Click on chart to enlarge, courtesy of Nordea Markets.
However, the Finnish economy was very long in coma, as the economists at Danske Bank are summing up in their Nordic Outlook today:
Click on chart to enlarge, courtesy of Danske Bank Markets.
After an unprecedented 7.8% fall in GDP in 2009 and a weak Q1, we expect the economy to have returned to growth in Q2 10, as exports rose in April and confidence indicators are back to normal levels.
We forecast GDP to rise 1.8% in 2010 and 2.5% in 2011. Despite the debt crisis in the euro area, Finland’s position as a low debt country gives it a good chance to recover on the back of exports. A worse-than-expected performance of the EU economies would flatten our forecast.
Strong consumer confidence and record-low interest rates are feeding through to retail sales and car registrations, which have bottomed out during spring. The housing market is expected to cool a bit after heating up during the first quarter.
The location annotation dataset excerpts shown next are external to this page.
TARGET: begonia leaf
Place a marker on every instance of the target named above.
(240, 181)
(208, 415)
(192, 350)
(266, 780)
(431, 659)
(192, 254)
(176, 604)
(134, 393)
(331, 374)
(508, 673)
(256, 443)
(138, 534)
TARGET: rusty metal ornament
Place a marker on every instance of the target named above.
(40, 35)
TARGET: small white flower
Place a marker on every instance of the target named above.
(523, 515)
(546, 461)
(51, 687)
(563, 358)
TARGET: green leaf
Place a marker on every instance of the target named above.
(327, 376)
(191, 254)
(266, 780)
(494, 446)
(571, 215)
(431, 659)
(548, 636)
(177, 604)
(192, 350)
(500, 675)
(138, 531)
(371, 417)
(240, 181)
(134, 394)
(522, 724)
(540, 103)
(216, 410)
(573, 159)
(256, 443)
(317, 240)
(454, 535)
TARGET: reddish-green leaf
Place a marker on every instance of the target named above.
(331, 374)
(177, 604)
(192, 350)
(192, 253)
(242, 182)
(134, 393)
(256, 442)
A modest recovery is confirmed by a better-than-feared labour market performance. The seasonally adjusted unemployment rate appears to have peaked in January at 8.9% and hours worked have also started to rise slowly.
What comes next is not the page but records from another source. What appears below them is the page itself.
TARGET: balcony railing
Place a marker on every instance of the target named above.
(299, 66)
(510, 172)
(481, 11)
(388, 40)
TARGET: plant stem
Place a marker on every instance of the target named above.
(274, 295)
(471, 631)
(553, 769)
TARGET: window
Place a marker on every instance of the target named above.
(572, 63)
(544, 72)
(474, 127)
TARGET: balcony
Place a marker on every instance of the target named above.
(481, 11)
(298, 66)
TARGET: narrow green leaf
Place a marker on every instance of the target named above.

We expect inflation to reach 1.4% in 2010 and 2% in 2011. Most cost pressures remain low and demand on the weak side, but import prices and the rise in VAT will show up on new price tags.
The economic crisis together with policy response has created a wide budget deficit, but the incumbent government is unlikely to make major policy changes before parliamentary elections in April 2011. Austerity measures and a tax reform are likely to follow the elections.